Horrible thought! That I should have failed at that trying moment. I knew everything—I knew nothing. It was still possible that Julia had repulsed him. I had seen HIS audacity only—was it followed by HER guilt? How shall that be known? I could answer this question as Kingsley would have answered it.
“If your wife be honest, she must now reveal the truth. She can no longer forbear. The proceeding of Edgerton has been too decided, and she shares his guilt if she longer keeps it secret. The wife who submits to this form of insult, without seeking protection where alone it may be found, clearly shows that the offence is grateful to her—that she deems it no insult.”
That, then, shall be the test! So I determined. Edgerton must be punished. There is no escape. But for her—if she does not seek the earliest occasion to reveal the truth, she is guilty beyond doubt—doomed beyond redemption.
I entered the house with difficulty. I was as feeble as if I had been under the hands of the physician for weeks. A light was burning on the staircase. I took it and went into the parlor, which I narrowly examined. There were no remaining proofs of the late disorder. The table was set against the wall. The chess-men were all gathered up, and neatly put away in the box, which stood upon the mantel.
“There is proof of coolness and deliberation here!” I muttered to myself, as I took my way up-stairs. When I entered my chamber, I felt a pang, the fore-runner of a spasm. I had been for several years afflicted with these spasms, in great or small degree. They marked every singular mental excitement under which I labored.

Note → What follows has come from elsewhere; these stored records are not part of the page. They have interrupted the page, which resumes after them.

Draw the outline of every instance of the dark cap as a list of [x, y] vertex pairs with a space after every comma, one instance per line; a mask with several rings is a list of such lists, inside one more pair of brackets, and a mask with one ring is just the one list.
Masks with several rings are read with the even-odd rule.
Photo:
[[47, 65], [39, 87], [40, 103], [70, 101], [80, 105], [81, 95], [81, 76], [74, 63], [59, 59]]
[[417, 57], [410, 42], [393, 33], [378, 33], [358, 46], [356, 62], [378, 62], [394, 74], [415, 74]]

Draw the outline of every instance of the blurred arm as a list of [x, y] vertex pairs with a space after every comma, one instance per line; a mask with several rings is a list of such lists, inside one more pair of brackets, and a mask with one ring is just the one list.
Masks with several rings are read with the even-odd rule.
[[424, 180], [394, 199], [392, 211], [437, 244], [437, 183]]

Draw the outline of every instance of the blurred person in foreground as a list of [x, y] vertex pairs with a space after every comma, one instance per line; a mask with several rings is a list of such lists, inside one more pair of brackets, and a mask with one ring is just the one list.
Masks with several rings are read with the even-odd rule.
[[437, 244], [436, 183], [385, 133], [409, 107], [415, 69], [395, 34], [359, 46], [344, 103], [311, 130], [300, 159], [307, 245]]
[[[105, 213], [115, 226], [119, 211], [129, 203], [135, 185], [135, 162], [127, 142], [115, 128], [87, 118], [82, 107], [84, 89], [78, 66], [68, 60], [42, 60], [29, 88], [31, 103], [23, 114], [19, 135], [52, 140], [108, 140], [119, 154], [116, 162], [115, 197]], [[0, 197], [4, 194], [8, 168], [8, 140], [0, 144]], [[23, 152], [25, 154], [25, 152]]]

It was no doubt one of these spasms which had seized and overpowered me while I sat within the tree. Never before had I suffered from one so severe; but the violence of this was naturally due to the extreme of agony—as sudden as it was terrible—which seized upon my soul. My physician had provided me with a remedy against these attacks to which I was accustomed to resort. This, though a potent remedy, was also a potent poison. It was a medicine called the hydrocyanic or prussic acid. Five minims was a dose, but two drops were death. I went to the medicine-case which stood beneath the head of the bed, with the view to getting out the vial; but my wife started up eagerly as I approached, and with trembling accents, demanded what was the matter. She saw me covered with mud and soaking with water. I told her that I had got wet coming homeward and had slipped down the hill.
“Why did you stay so late—why not come home sooner, dear husband?”
“Hypocrite!” I muttered while stooping down for the chest.
“You are sick—you have your spasms!” she now said, rising from the bed and offering to measure the medicine. This she had repeatedly done before; but I was not now willing to trust her. Doubts of her fidelity led to other doubts.
“If she is prepared to dishonor, she is prepared to destroy you!” said my familiar.